Setting up pre-requisites for RAS monitoring

We need to enable the Baseboard Management Controller (BMC) and configure the IPMI libraries for some of the functionality under RAS monitoring. Especially to enable the "ipmi" plugin. Following are the instructions for setting up BMC in BIOS for compute nodes and service nodes (aggregator):

Enable BMC in BIOS, how to do this is specific to your BIOS. Refer to your server manual for guidance.

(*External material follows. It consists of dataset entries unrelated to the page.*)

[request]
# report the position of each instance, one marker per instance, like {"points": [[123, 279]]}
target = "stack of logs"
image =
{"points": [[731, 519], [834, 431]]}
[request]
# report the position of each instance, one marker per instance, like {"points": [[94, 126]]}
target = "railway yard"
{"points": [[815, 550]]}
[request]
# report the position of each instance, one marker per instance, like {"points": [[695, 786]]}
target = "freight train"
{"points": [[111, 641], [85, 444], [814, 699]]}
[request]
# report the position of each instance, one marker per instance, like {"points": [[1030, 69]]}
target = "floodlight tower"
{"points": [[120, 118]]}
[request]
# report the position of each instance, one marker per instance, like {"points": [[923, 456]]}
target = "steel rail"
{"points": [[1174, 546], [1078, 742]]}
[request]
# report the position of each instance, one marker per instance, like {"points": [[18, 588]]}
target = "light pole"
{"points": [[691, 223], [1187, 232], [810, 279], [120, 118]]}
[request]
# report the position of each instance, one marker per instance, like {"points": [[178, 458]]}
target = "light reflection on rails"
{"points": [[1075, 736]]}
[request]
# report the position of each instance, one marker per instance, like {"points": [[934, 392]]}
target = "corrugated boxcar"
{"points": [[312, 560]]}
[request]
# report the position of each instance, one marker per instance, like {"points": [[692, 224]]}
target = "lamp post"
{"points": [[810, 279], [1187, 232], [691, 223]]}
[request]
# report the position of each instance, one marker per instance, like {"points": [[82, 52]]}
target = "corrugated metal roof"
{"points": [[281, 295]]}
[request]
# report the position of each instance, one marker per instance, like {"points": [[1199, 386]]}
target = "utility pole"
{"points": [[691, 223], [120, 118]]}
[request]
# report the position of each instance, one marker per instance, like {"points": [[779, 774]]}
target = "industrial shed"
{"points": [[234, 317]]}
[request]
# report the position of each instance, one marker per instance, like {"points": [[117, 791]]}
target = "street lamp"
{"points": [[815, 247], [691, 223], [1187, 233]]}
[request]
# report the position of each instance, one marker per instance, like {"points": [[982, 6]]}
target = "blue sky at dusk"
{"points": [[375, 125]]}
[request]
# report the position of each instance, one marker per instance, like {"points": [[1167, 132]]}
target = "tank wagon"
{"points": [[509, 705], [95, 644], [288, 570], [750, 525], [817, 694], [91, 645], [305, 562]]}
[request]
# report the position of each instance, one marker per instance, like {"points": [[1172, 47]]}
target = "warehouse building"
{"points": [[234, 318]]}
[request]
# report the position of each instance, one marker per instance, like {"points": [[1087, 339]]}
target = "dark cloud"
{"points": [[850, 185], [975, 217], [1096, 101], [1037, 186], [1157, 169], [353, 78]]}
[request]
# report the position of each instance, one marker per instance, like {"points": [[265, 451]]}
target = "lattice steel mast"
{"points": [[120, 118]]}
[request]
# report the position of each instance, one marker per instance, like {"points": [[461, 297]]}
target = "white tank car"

These instructions work on our specific development machine:

In BIOS settings, go to Server Management tab:

  1. Enable Plug & Play BMC Detection.
  2. Select BMC Lan Configuration
    • Select IP source as dynamic
    • Scroll down, select user Id, and select root
    • Enable User Status.
    • Select Password, and enter a password

Once BMC is enabled, you can optionally configure it within Linux using ipmitool:

for module in ipmi_devintf ipmi_si ipmi_msghandler; do
    /sbin/modprobe $module
done

$ ipmitool lan set 1 ipsrc static
$ ipmitool lan set 1 ipaddr <IP>
$ ipmitool lan set 1 netmask <NETMASK>
$ ipmitool lan set 1 defgw ipaddr <GATEWAY>

Check settings with:

$ ipmitool lan print 1

Setup user:

$ ipmitool user set name 2 <user>
$ ipmitool user set password 2 <password>
$ ipmitool channel setaccess 1 2 link=on ipmi=on callin=on privilege=4
$ ipmitool user enable 2

If users need to use the "coretemp" plug-in they need the following kernel module on all nodes:

% modprobe coretemp

If users need to use the "componentpower" plug-in they need the following for setting up MSR on compute nodes and aggregator nodes:

$ ls -la /dev/cpu/<cpu #>/msr

If the "msr" file is not present, please load MSR module by running:

% modprobe msr

If users need to use the "dmidata" plug-in they need the following for accessing DMI information:

$ ls -la /sys/firmware/dmi

If the "dmi" file is not present, please load the dmi-sysfs module by running:

% modprobe dmi_sysfs

If users need to use the "errcounts" plug-in they need the following for accessing ECC error counts information:

$ ls -la /sys/devices/system/edac/mc*

If one or more "mcN" directories are not present, please load the edac modules by running:

% modprobe edac-core
% modprobe sb_edac